6 Conclusion and perspectives

Classical wavefront analysis methods based on matrix calculations need expensive and power-consuming computers. The presented wavefront sensing method is an innovative approach, particularly well suited for embedded applications, i.e., integration in lasers for beam correction or battery-driven hand-held devices for ophthalmology.

The performance of our demonstrator is currently limited by the frame rate of the used low-cost CMOS sensor (only 60 frames per second). To remove this bottle-neck, a commercial high-speed camera (e.g., CameraLink or FireWire) needs to be interfaced to our system. Nirmaier et al. [12] propose an interesting alternate solution to this problem by combining the CMOS sensor and centroid detection electronics in one custom ASIC component, achieving bandwidths up to 300 Hz. As the previously cited techniques [3, 4, 5], their approach currently relies on a PC computer for the Zernike polynomials decomposition.
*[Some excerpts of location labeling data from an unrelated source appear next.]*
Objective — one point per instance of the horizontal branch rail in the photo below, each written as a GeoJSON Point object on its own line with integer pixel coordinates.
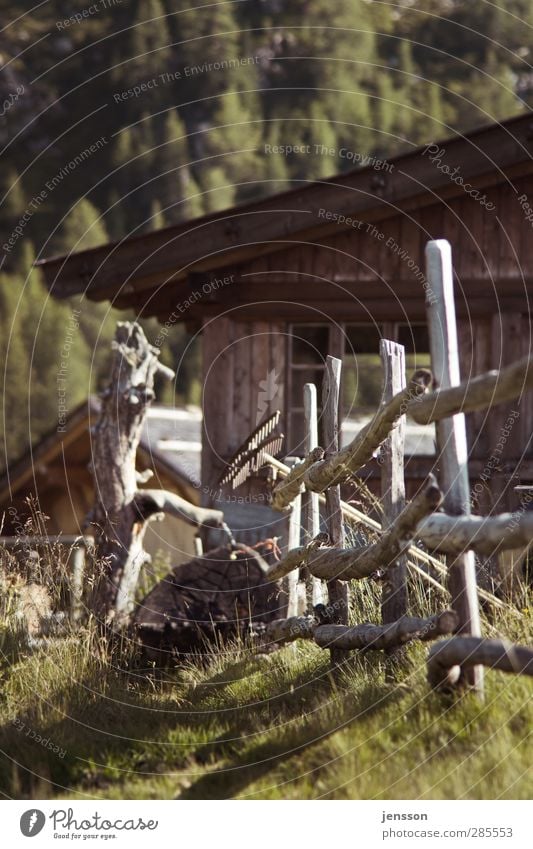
{"type": "Point", "coordinates": [288, 489]}
{"type": "Point", "coordinates": [293, 628]}
{"type": "Point", "coordinates": [386, 636]}
{"type": "Point", "coordinates": [349, 563]}
{"type": "Point", "coordinates": [352, 514]}
{"type": "Point", "coordinates": [485, 390]}
{"type": "Point", "coordinates": [318, 475]}
{"type": "Point", "coordinates": [485, 535]}
{"type": "Point", "coordinates": [477, 393]}
{"type": "Point", "coordinates": [446, 658]}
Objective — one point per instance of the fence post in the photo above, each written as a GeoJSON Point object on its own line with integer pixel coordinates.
{"type": "Point", "coordinates": [394, 595]}
{"type": "Point", "coordinates": [293, 541]}
{"type": "Point", "coordinates": [313, 586]}
{"type": "Point", "coordinates": [338, 594]}
{"type": "Point", "coordinates": [77, 573]}
{"type": "Point", "coordinates": [451, 439]}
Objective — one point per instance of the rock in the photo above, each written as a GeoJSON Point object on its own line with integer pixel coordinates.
{"type": "Point", "coordinates": [221, 595]}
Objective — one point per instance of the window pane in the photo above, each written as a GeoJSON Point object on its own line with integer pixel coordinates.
{"type": "Point", "coordinates": [310, 343]}
{"type": "Point", "coordinates": [299, 378]}
{"type": "Point", "coordinates": [415, 339]}
{"type": "Point", "coordinates": [362, 338]}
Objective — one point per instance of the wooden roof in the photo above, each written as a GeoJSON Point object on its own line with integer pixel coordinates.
{"type": "Point", "coordinates": [143, 271]}
{"type": "Point", "coordinates": [72, 448]}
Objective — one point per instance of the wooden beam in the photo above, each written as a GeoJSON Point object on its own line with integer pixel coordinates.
{"type": "Point", "coordinates": [338, 592]}
{"type": "Point", "coordinates": [391, 457]}
{"type": "Point", "coordinates": [451, 438]}
{"type": "Point", "coordinates": [313, 586]}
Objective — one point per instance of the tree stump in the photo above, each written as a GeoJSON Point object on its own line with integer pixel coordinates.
{"type": "Point", "coordinates": [121, 509]}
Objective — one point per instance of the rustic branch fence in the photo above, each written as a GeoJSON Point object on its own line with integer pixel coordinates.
{"type": "Point", "coordinates": [453, 533]}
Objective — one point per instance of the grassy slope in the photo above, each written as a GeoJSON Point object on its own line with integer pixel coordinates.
{"type": "Point", "coordinates": [275, 726]}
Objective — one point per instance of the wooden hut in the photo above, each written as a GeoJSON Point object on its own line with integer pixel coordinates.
{"type": "Point", "coordinates": [55, 475]}
{"type": "Point", "coordinates": [330, 267]}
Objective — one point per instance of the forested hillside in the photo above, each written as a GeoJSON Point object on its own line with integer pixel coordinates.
{"type": "Point", "coordinates": [121, 117]}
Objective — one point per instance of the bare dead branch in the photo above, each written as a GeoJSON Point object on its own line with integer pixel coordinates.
{"type": "Point", "coordinates": [286, 491]}
{"type": "Point", "coordinates": [478, 393]}
{"type": "Point", "coordinates": [293, 628]}
{"type": "Point", "coordinates": [151, 501]}
{"type": "Point", "coordinates": [386, 636]}
{"type": "Point", "coordinates": [445, 659]}
{"type": "Point", "coordinates": [349, 563]}
{"type": "Point", "coordinates": [485, 535]}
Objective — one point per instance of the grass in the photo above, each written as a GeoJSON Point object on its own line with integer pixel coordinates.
{"type": "Point", "coordinates": [81, 720]}
{"type": "Point", "coordinates": [248, 726]}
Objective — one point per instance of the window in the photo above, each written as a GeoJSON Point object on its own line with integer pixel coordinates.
{"type": "Point", "coordinates": [309, 347]}
{"type": "Point", "coordinates": [362, 376]}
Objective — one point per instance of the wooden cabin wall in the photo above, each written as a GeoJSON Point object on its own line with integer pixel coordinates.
{"type": "Point", "coordinates": [359, 275]}
{"type": "Point", "coordinates": [244, 381]}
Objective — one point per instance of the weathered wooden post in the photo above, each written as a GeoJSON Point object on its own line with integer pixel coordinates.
{"type": "Point", "coordinates": [77, 573]}
{"type": "Point", "coordinates": [338, 593]}
{"type": "Point", "coordinates": [313, 586]}
{"type": "Point", "coordinates": [394, 595]}
{"type": "Point", "coordinates": [293, 541]}
{"type": "Point", "coordinates": [451, 439]}
{"type": "Point", "coordinates": [122, 509]}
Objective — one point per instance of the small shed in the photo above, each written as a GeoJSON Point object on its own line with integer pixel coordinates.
{"type": "Point", "coordinates": [330, 267]}
{"type": "Point", "coordinates": [55, 473]}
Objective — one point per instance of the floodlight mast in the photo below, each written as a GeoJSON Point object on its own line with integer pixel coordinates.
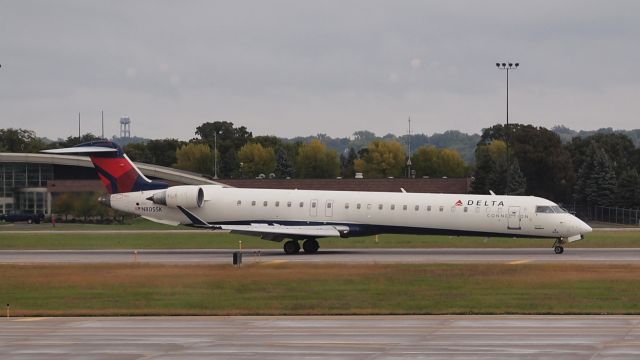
{"type": "Point", "coordinates": [507, 66]}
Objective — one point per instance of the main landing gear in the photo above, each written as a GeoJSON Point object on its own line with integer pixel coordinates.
{"type": "Point", "coordinates": [557, 246]}
{"type": "Point", "coordinates": [310, 246]}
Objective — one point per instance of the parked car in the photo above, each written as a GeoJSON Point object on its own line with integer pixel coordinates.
{"type": "Point", "coordinates": [23, 216]}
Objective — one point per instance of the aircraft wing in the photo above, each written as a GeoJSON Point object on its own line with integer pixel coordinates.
{"type": "Point", "coordinates": [273, 231]}
{"type": "Point", "coordinates": [279, 232]}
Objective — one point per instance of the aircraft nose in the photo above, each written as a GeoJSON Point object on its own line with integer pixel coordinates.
{"type": "Point", "coordinates": [583, 227]}
{"type": "Point", "coordinates": [105, 200]}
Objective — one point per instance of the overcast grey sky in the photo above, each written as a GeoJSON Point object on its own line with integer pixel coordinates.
{"type": "Point", "coordinates": [290, 68]}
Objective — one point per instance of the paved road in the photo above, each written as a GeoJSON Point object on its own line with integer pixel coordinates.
{"type": "Point", "coordinates": [363, 337]}
{"type": "Point", "coordinates": [217, 256]}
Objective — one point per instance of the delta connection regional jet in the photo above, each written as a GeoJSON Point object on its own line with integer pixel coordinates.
{"type": "Point", "coordinates": [307, 215]}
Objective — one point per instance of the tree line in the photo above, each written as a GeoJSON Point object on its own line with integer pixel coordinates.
{"type": "Point", "coordinates": [599, 169]}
Applying our analysis electronics (FPGA, CogniMem) to their novel sensor could solve this problem and contribute toward future very compact, high-speed and low-latency solutions for wavefront analysis and adaptive optics.

Our next step will be the integration of a high-speed CMOS sensor to improve the bandwidth of our sensor prototype. In our laboratory, we are also investigating novel hardware classifier concepts contributing to further improvements in the domain of wavefront sensing and high-speed adaptive optics.